Leslie Yazel, executive editor of Cosmopolitan, says if her daughter were a teenager or a young adult and wanted to know about the female orgasm and asked her when she first had one or how did it happen, she might want to respond.

“I wouldn’t want to talk to her about sex with my husband and what that’s like, but where else is she going to learn about the female orgasm from?” said Yazel. “She’s not going to learn about it at school. I don’t think she’s going to learn about it from the Internet necessarily.”

So, it’s a conversation they could have someday — but not very soon, she jokes. “Now that’s she’s 4, I don’t have to make that decision for a long time.”

Children’s television host Miss Lori says she has always talked about her “sexual/dating/love/history” with her kids. “The details have increased as they have matured, and of course in respectable compliment to the tenor of their questions,” said the social media specialist, Babble.com contributor and mother of three.

She said her children don’t benefit from believing that she is infallible or perfect and can learn from her journey, the good and the bad.

“It is my job as their mother to prepare them as best I can to have a healthy successful love life, which includes sex. I’m not leaving that up to anyone else. No way!” she said. “So I am honest with them, just as I expect them to be with me.”

Holland, the New York City psychiatrist, believes there may be occasions when it makes sense to talk about your sexual experiences, but says it all depends on what you’re talking about and how personal you get.

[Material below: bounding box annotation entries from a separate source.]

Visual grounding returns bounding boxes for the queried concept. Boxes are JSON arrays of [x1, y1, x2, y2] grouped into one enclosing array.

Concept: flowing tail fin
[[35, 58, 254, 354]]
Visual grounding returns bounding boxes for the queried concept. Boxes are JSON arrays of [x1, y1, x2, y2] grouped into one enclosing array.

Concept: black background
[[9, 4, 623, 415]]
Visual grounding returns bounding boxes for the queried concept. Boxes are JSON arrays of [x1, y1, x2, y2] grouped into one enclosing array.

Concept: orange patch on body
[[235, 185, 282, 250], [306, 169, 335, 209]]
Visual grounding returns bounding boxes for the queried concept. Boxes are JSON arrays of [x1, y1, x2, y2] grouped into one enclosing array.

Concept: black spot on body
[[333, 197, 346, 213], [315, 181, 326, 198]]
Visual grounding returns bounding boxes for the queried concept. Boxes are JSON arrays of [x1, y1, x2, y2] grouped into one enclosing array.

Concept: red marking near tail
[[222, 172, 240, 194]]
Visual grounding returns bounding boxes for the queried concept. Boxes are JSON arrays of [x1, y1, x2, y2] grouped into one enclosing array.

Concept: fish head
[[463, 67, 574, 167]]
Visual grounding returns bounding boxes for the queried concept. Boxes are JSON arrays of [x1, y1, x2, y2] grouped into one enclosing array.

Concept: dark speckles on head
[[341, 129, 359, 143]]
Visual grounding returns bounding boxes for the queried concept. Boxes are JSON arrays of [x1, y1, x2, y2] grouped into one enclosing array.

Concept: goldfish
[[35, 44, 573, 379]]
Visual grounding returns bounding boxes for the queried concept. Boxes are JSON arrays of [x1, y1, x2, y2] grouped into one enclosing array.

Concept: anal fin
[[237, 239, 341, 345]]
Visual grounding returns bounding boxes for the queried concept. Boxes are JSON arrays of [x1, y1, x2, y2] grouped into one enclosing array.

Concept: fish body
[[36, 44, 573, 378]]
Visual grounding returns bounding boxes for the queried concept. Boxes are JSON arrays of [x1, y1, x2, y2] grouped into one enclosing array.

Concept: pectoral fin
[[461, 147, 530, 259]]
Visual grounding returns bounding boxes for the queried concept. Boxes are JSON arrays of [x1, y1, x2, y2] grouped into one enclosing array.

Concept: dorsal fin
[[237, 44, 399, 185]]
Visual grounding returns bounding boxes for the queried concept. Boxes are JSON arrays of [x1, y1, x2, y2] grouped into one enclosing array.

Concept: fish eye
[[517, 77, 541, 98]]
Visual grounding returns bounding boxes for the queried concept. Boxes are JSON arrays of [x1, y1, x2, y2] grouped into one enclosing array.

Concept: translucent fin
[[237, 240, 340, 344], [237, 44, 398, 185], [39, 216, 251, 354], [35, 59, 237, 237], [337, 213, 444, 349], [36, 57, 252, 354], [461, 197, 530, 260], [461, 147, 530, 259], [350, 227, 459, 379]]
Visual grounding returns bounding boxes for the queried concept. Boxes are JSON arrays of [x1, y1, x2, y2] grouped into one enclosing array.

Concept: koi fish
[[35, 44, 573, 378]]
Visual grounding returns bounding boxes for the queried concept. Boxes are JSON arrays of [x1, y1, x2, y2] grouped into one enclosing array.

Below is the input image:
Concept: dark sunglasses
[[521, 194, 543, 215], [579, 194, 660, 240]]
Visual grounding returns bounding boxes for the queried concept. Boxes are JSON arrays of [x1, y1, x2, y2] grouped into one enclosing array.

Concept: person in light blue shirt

“Your kids aren’t your friends, and I think it’s important that you don’t give your kids the mixed message like, ‘I’m your pal,’ ” she said.

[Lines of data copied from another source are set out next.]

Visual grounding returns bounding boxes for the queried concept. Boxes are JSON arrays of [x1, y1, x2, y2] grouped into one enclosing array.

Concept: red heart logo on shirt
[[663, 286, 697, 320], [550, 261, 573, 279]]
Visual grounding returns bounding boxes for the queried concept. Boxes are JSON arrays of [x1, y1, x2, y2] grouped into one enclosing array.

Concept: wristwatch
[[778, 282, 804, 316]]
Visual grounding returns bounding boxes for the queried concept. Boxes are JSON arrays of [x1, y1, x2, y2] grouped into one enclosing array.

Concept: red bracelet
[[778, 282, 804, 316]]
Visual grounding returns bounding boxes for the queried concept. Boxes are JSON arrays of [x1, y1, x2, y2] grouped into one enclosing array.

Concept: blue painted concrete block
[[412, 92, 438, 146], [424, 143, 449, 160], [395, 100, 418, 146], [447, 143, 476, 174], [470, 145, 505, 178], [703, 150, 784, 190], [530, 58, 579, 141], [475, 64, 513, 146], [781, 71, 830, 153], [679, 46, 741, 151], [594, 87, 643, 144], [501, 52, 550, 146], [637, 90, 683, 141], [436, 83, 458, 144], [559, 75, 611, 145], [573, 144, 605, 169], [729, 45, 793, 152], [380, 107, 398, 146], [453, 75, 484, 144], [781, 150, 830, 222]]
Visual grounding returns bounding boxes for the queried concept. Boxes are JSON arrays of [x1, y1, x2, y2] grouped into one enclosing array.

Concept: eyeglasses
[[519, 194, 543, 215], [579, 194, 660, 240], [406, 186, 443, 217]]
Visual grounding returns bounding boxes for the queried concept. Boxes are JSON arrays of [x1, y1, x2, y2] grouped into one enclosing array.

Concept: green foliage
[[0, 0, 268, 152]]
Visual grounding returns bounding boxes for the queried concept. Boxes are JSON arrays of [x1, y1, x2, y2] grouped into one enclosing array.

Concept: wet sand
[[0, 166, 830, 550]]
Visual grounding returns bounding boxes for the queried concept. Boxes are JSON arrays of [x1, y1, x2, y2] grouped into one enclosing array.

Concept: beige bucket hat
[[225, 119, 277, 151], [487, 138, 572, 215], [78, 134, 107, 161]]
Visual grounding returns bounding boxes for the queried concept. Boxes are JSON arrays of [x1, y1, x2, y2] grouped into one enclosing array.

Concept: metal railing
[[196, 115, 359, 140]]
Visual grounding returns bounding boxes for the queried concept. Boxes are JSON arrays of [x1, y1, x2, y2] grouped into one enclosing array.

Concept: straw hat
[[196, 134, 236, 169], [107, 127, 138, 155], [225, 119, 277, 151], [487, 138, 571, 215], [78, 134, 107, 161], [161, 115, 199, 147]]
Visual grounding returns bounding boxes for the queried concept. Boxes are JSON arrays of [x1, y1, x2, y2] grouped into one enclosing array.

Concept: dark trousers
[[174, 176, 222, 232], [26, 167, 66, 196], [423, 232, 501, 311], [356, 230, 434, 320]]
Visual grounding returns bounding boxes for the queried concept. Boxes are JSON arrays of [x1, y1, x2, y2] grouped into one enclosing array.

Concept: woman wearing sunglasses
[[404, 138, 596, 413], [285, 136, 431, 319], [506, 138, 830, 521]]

“I do want to warn (my daughter) about the way some boys may behave … and I may use examples from things that happened to me when I was in my teens or 20s, but I’m not going to share my personal sex life with her father with her. It’s not appropriate.”

And then there are parents such as Nancy Friedman who never imagined talking with her kids about her sex life but suddenly had to deal with the issue after she and her husband were caught in the act.

In a hilarious post on her blog From Hip to Housewife, Friedman wrote that when her young daughter came into their bedroom, she asked ” ‘What were you doooo-ing?’ ”

Her husband told her she caught Daddy kissing Mommy, she said.

” ‘Naked?’ she asked,” wrote Friedman, who is also co-founder of a video sharing platform for tweens called KidzVuz. Obviously her daughter remained unconvinced — and it wasn’t until Friedman told her that she was nude because she was on her way to the shower that her daughter said, “OK!” and climbed into bed with her parents.

Her daughter never brought up the topic again — thankfully, says Friedman, and the closest they’ve come to talking about her sex life is when her daughter, who is now 15, asked her once why she was still on birth control pills.

“I gave her a look,” said Friedman. “She said, ‘Gross!’ and that was it!”